Another book that I was very much anticipating the arrival of this year, especially when the magpie part of my brain started seeing the beautiful evidence, was Emma Healey’s Whistle in the Dark. Her second novel after Elizabeth is Missing, which I absolutely loved when I read it in 2014, so much so that it was in my top three readings for that year. So no pressure for Whistle in the Dark then …
Penguin Books, hardback, 2018, fiction, 336 pages, kindly sent by the publisher
The sun had set behind the building and all the previously golden edges were now gray. The relief Jen felt when she saw Lana again turned into something else, and although she mostly wanted to bundle her up and weigh her, felt the weight of her and did everything to make sure her daughter was really good went there was a thin thread of fear in her too. She was afraid to pull on it but knew she couldn’t resist for long.
“How did you get lost?” she said to Lana, who opened and closed her eyes.
When Whistle in the Dark opens, we go to Jen’s hospital a few hours after her daughter was found after she disappeared a few days earlier. We soon learn that Jen felt an added sense of guilt when Lana went missing on an artistic retreat with her mother to bring them closer together after some difficult times. The question that will soon preoccupy Jen and become the focus of the novel for us as readers is where on earth Lana has gone these four days and what may or may not have happened to her. Lana is silent, but what, if anything, could she be hiding or just too scared to share?
Lana faked sleep as far as London: Jen knew that she was fooling because she had seen her sleep, the corners of her mouth wet, her arms wrapped around each other, her legs spread. She knew that proper, dry sleep in the back of the car was a fiction.
I think Healey stands out in her second novel for the tension and the atmosphere. Not only does the book start with a real dynamic from the start, it persists during the first few days to weeks later when things settle down and return to normal. As normal as it may be for your daughter to start speaking a little differently, the only way to sleep is when she sees the sky and a mysterious cat keeps popping up around your house.
Coupled with the brooding atmosphere, one of the other elements that I enjoyed, if that’s the right word, in Whistle in the Dark is the sense of the “other” that sometimes comes to the fore. We hear of a time when Jen believes she has met a modern incarnation of Rumpelstiltskin. We learn that there are groups online who are all trying to find out what happened to Lana because she was lured into a reservoir by a mermaid who was cheered away by ghosts. Taken to hell by the devil, kidnapped by aliens (my hometown gets an infamous mention that I kind of loved) who are reported to show up in the forest with flashing lights or be forced into rituals of a local cult. This online fever, part of which becomes a larger part of history, reveals the dangers of the digital world, let alone the supernatural or the real, as Jen continues to believe that her daughter was involved in some sort of attack and kidnapping .
Bonsall is located in the center of what is known as the Matlock Triangle, where reports of strange lights, eerie noises and things often float in the sky.
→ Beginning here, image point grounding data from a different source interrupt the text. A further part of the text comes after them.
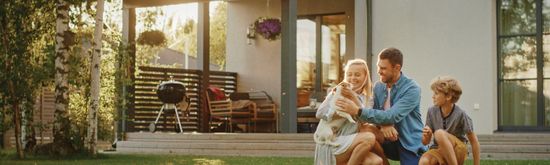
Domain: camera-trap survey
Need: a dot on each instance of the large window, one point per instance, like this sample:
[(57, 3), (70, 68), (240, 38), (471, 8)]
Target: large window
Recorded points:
[(524, 64)]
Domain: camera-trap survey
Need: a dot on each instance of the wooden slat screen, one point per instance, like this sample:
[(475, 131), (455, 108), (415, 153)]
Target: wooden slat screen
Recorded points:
[(147, 105)]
One of the reports came from the night Lana Maddox went missing. Did aliens come down and kidnap them before erasing their memories and bringing them back to Earth?
You can sense a “but” coming here and you would be right. I found that after the first third of the novel, the dynamic had changed completely when Lana and Jen both tried to get on with their lives without ever getting on with their lives, even more so in the case of Jen. When both are stuck together at home, it creates a claustrophobic, seductive, easily repetitive nature that feels like wading through treacle. I know that sounds tough. BUT and here is another “but” to combat the last one, after getting away from the book I think that’s how you should feel. After such heightened drama in someone’s life, things will return to “normal” at some point and in many ways there can be a major dip in adrenaline if something big happens in your life. The everyday things of life can return, only they seem to be even more worldly in comparison. I think that was Healey’s intention. It also serves as a quieter period in the novel, where suspicions and theories are further deliberated before the tension builds up again towards the end, which I thought Healey wrote brilliantly.
“Why don’t you take a picture of it for Instagram? The colors are so vivid. ‘
“Nobody cares about a piss scone, mum. That is not the point. Strawberry jam is lame. ‘
I should also add to her that one of the things I loved consistently was how well Healey writes about teenagers, mother-daughter bonding, and how ironic is middle class life and family home life. From the outside world, in cases like the art retreat where they meet Peny, a woman who insists “she could tell if you pronounced her name with a two N”; into the interiors of the family home, where Jen is obsessed with social media and doesn’t understand it at all, but is desperately trying to use it to engage her daughter. The novel also deals with the single parent, sibling rivalry, the rifts in marriages, and more, all of which were written with such wonderful observations of human nature.
Elizabeth is missing to follow what was so loved would be an arduous act. Healey proved again with Whistle in the Dark, interestingly again with lost memories, that they write the lives and scenarios of everyday people going through extraordinary times with compassion, emotions, dry wit and an eye for the intricacies and complexities of human nature can makes her fiction so convincing and poignant. I’m really looking forward to booking three.